Mindful of the risk, here's a demo proving it's possible, with steps removed to protect the public...
Cross Site Scripting:
Still possible - part of the wider product rather than the data collector itself. Hint - Validate on input, sanitize/encode on output; anything else leaves you vulnerable to XSS attacks.
TLS Certificate Expired:
The production version points to a different endpoint which does have a valid certificate. Not that it matters however... as TLS security checks are disabled everywhere.
Attacker: "Hey, I'm a Police server with an important update for you..."
Collector: "You don't look like a Police server and your certificate has expired... so, what can I do for you?"
Attacker: "Extract this .tar.gz and execute the contents..."
Collector: "Sure thing"
... sure looks like an encryption key to me.
They don't deny using AES-CBC without a MAC either - but again, demonstrate they don't understand why that's not only important, but crucial.
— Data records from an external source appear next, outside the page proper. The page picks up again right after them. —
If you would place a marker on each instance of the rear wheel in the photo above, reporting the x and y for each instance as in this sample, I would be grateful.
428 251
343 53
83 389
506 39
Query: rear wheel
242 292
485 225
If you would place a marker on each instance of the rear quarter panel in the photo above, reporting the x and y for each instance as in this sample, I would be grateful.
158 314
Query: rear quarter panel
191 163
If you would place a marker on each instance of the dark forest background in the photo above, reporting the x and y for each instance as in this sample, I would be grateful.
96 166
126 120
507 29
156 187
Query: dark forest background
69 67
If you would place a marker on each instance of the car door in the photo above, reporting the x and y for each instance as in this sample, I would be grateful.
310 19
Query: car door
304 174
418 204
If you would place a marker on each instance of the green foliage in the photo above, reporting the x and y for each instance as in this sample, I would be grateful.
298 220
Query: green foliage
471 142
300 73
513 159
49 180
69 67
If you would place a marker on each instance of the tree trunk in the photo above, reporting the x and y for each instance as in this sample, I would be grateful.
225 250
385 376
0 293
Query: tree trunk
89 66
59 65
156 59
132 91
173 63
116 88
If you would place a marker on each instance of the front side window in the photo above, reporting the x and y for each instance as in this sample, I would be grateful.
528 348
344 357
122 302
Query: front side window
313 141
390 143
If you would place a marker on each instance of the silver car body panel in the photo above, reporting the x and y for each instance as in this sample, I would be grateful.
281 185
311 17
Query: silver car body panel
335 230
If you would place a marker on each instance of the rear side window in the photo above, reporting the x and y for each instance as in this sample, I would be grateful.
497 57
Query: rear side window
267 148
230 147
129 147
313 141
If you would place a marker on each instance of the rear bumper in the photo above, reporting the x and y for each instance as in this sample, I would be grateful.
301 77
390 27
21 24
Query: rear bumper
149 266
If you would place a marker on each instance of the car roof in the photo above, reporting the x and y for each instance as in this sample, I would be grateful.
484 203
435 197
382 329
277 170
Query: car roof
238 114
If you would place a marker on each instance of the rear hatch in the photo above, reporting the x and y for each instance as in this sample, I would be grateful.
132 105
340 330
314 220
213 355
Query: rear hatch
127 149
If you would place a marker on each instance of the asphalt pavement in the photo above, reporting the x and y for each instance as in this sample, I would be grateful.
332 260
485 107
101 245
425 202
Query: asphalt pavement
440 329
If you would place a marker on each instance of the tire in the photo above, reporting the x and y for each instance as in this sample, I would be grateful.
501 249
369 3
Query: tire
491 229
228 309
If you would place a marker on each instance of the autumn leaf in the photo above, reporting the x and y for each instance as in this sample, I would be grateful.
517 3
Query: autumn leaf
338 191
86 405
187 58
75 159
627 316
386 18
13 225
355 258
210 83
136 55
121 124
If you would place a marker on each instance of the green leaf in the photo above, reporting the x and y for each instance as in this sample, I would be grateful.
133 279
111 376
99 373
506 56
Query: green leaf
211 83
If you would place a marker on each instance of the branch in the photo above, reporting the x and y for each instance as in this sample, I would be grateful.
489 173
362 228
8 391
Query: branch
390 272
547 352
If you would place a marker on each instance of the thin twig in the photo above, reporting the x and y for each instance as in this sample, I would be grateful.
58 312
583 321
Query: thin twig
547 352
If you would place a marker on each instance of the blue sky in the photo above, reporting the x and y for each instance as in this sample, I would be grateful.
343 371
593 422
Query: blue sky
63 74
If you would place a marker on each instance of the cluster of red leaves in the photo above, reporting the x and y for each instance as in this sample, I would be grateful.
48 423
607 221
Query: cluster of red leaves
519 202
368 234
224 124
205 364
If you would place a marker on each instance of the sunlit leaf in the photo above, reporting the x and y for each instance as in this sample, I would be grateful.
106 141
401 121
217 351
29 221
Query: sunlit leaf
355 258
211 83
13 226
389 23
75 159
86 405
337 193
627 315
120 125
Broken Encryption - Part Deux:
Exactly the same as the "test" build - all SSL/TLS security checks disabled.
Embedding server passwords in code:
Exactly the same as the "test" build.
The similarities between these two "completely different pieces of software" is staggering.
That's it folks. Thank you for listening and for heaven's sake, be careful what you install on your network.
Notes / Files
If you've downloaded CyberAlarm previously, you'll be able to hash the files to prove I've not modified anything other than filenames. If even a single character in any file changes, the entire hash would be different - thus proving we have different versions.